Am Tag der Rückkehr, am 14. Oktober, ist Fotograf Gian Ehrenzeller im Auftrag der Bildagentur Keystone im Bergell unterwegs und lichtet Erna Picenoni auf der Treppe zu ihrem Haus ab. Jetzt stellt er das Foto unter dem Titel «Rückkehr nach Bondo» für eine Auktion zur Verfügung, deren Erlös vollumfänglich an das von der Naturkatastrophe betroffene Dorf gehen soll. 27 weitere Fotografen beteiligen sich mit insgesamt rund 30 Bildern an der Aktion, die am kommenden Freitag in Zürich über die Bühne gehen wird. Alle Verkaufsobjekte sind im Bergell entstanden. Einige zeigen den Moment der Katastrophe, etwa die beiden Bilder von Raymond Meier, der auf eine erfolgreiche Karriere als Modefotograf in New York zurückblickt und heute einen Zweitwohnsitz in Soglio hat. Andere stehen nicht in einem Zusammenhang mit dem Unglück, beispielsweise ein Bild des renommierten Alpinismusfotografen Robert Bösch, das einfach eine schöne Berglandschaft zeigt.

«Felssturz» und «Murgang»: Raymond Meier wurde am 23. August mit seiner Kamera Zeuge der Naturkatastrophe.

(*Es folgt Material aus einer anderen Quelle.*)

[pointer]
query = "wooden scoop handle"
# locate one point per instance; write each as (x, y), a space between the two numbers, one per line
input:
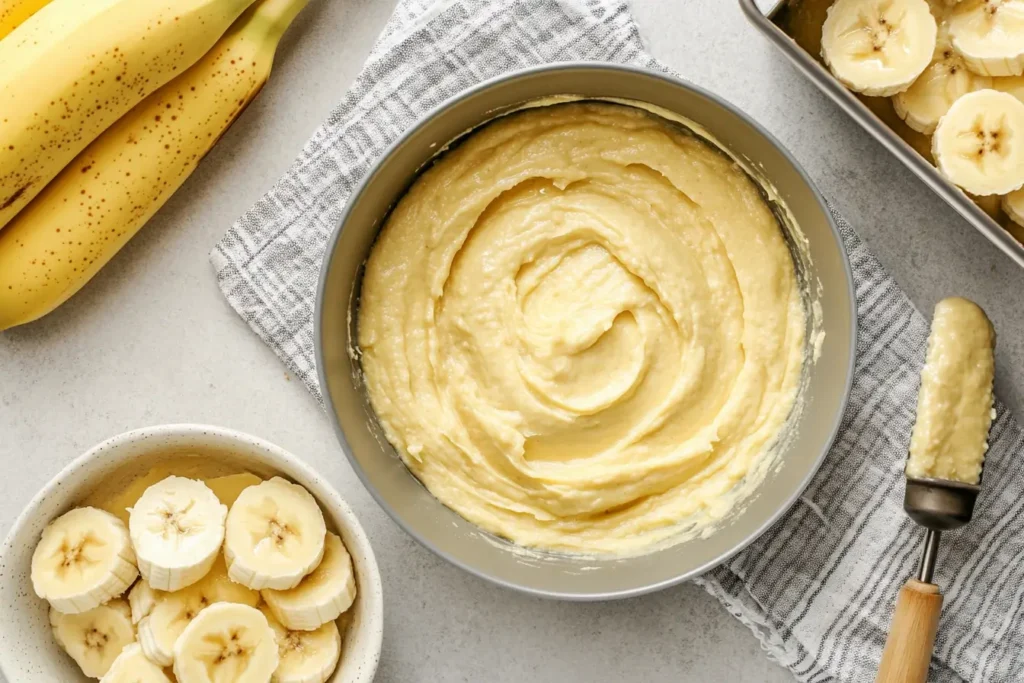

11,2 Millionen Franken sind bei den Hilfsorganisationen und auf dem Spendenkonto der Gemeinde inzwischen für Bondo zusammengekommen. «Wir sind unglaublich dankbar für diese Solidarität», sagt Gemeindepräsidentin Anna Giacometti (56). Sie weiss auch die Aktion der Fotografen zu schätzen und wird persönlich nach Zürich reisen: «Hier geht es auch um die Botschaft. Das Bergell ist schön, und das Bergell ist nicht nur Bondo.» Das Tal könne weiterhin Gäste beherbergen und sei kein Katastrophengebiet – auch wenn die Aufräumarbeiten noch im Gange seien. Leben mit der Gefahr

Noch immer sind Zivilschützer im Dorf, die insgesamt fünf Häuser von den Erdmassen befreien. Erst wenn die Gebäude leergeräumt sind, können die Statiker entscheiden, ob sie stabil genug für eine Renovation sind. Bis die Brücke, die die beiden Dorfteile bisher verband, wieder errichtet ist, dürfte es noch dauern. Bauingenieure überlegen derzeit, wie und wo genau sie gebaut werden müsste, damit sie künftige Murgänge unbeschadet übersteht.

«Nera da Isola»
«Nera da Isola»: Gian Giovanoli hat eine schwarze Wand mitten in der Ziegenherde platziert und davor die Ziege Nera abgelichtet.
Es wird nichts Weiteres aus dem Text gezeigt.